Why Anthony Bourdain Still Inspires Us
Anthony Bourdain left this earth four years ago this month. Much to our astonishment and utter disbelief, in June of 2018, he completed suicide in a hotel in a French town whose name most of us can’t pronounce and even more of us will never have the time or financial means to visit. Maybe that’s precisely why he was so deeply beloved by so many he never even met. The life he led, the exotic travel, exciting far-flung friends, knowledge of food, and the ability to effortlessly slide into any culture and experience it with a level of palatable empathy and celebration that many of us envied on every level.
Anthony was charismatic, a global citizen, a relentless wanderlust who was tormented by his own personal brand of darkness. In many ways, he represented the best and worst in all of us.
When it came to his character, he appeared to be fighting and advocating for the underdogs, most of whom should never have the “underdog” status foisted on them by society. Anthony championed those who toil in our nation’s kitchens for minimum wage or harvest our food, making polite society with its fine dining and exquisite dishes possible. He spoke out against factory farming and called some of the practices toward animals and the humans who work in the system criminal. The people who made society function never appeared to be far from his mind. He was an undeniable missionary for a living wage so that dishwashers, cooks, and farm hands could live their very own version of the American dream.
I never met Anthony Bourdain. Like millions, what I believe I know about him comes from his books, interviews, and television shows, most notably Parts Unknown and No Reservations. However odd, I feel like I did know him and feel his missing presence is a loss to society.
Science has a reasonable explanation; after all, that’s simply how our brains are wired. We are highly tuned to recognize people’s faces. It’s an evolutionary holdover for discerning friend from foe in a life-or-death drama; it’s also what fuels an entire industry of celebrity endorsements. The brain loves familiar faces and seeing one trips certain chemical reactions in the brain. In that sense, our brain conditions us to react to celebrities the way we respond to those who are real and present in our life in a familiar and trustworthy way.
Long before I had even watched No Reservations, I was a student in Paris, too broke to afford to eat a proper meal in a real French restaurant, something Anthony would have surely understood. I distinctly remember getting a salad at a café and having my first taste of real bleu cheese. It was transcending. Maybe that’s one of the things we loved about his global travels. He opened doors and reignited dreams long given up or ones we never knew we had.

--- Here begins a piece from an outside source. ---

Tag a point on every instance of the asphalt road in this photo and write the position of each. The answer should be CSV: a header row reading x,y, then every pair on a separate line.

When household chores, graduate statistics courses, and parenting duties occupied entire weekends, he made eating noodles at 2 in the morning while sitting on a milk crate in a Cambodian alley suddenly seem like an attainable bucket list item. Advice like “always drink heavily with the locals” and “the way you make an omelet reveals your character” seemed relatable and made him even more accessible. We savor the lessons he left us during his vibrant life, as well as the lessons he left us with his exit.
Three days before Anthony departed, Kate Spade hung herself in her Manhattan apartment. In death they brought home the message that preventing suicide was much more complicated than it appears to those of us lucky enough to never know the darkest places of one’s mind.

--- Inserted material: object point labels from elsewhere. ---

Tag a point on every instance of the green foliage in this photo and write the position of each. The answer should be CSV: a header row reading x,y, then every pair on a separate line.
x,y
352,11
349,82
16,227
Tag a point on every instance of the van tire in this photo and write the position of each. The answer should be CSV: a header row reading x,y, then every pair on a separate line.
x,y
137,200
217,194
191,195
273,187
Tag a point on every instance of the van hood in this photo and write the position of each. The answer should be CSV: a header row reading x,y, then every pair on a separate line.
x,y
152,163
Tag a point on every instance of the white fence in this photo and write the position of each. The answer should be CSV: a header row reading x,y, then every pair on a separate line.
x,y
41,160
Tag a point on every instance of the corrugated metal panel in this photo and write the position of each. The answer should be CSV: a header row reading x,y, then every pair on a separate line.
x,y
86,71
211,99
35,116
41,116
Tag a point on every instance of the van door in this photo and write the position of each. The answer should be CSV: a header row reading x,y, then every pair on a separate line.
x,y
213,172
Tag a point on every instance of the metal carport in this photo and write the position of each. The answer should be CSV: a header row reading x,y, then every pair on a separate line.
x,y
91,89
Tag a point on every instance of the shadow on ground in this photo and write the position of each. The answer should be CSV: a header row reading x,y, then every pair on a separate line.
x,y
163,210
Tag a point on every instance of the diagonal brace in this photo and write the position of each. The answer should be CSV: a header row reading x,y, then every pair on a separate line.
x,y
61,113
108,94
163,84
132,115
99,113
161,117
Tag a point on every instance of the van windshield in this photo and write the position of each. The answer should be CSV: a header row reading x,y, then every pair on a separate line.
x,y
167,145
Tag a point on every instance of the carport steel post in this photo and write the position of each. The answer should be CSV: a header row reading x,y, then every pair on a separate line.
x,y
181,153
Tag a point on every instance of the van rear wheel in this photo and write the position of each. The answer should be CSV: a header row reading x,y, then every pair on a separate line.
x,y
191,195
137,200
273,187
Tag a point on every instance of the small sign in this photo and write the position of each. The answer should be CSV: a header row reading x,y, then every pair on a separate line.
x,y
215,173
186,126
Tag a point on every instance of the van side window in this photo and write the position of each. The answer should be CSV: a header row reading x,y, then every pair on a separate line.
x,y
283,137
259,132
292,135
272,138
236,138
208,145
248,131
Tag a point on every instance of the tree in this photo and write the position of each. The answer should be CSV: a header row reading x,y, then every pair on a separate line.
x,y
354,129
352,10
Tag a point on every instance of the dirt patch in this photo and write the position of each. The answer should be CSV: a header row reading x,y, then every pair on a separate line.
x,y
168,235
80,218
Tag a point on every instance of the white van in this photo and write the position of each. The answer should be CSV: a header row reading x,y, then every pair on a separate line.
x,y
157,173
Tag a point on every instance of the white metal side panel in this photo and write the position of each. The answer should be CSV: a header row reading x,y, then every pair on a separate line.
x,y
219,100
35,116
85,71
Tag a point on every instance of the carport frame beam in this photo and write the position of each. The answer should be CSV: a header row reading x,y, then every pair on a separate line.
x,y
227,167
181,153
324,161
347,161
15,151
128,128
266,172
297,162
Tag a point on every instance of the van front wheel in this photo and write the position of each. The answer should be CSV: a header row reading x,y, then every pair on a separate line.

The years since Bourdain’s death have not been particularly easy. COVID ravaged the world, claiming over a million lives in the United States alone. Scourges on society that existed pre-COVID like inequality continued. There have been over 2,100 mass shootings; the years of the pandemic lockdown were the worst with nearly 700 in 2021 alone.
Last fall a coalition of pediatricians sounded the alarm, calling the mental health crisis among our nation’s children a national emergency, with emergency room visits for suicide attempts up 51% for girls aged 12 to 17. It’s clear our old ways of looking at suicide prevention are not working. We are already failing the next generation when it comes to suicide prevention.

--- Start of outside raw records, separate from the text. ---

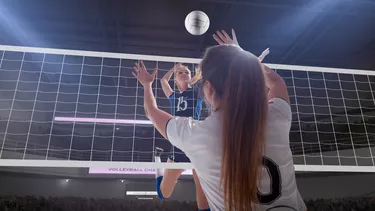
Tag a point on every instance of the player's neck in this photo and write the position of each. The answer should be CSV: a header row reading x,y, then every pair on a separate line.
x,y
183,87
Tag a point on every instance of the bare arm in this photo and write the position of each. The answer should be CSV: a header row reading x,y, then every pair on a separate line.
x,y
159,118
165,81
276,85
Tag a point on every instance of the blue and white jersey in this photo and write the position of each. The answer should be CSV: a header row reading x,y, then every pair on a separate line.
x,y
186,104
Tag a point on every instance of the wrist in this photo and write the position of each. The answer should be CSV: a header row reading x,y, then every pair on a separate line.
x,y
147,86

Each year since he left this earth, I make a modest social media post. My call to action for my friends and family is to challenge them to add some “Bourdain” to their day in honor of Anthony. This year, it seems especially important to do something out of your comfort zone.
Have a small adventure, grossly over-tip your barista or server, try something new, or simply check in on a friend who seems to have it all, but may in fact just be presenting her Facebook life.
Check on friends and family you haven’t heard from lately or much over the last two years. Call, call again, text, visit, email, drop by their house with tacos in hand. Let them know you care.
Book that vacation you have never quite gotten around to. Do something nice for a stranger or volunteer somewhere you’ve never been with people you don’t know. We always say it’s more about the journey than the destination. Your openness to new experiences may lead to your personal growth. You may think you’re in it to help others but you’re the one who will benefit most.
Maybe that’s why his passing strikes such a chord with so many. His show was called Parts Unknown. Maybe it referred to parts within ourselves that we need the courage to explore without fear of failure or rejection. I am sure Anthony would be proud.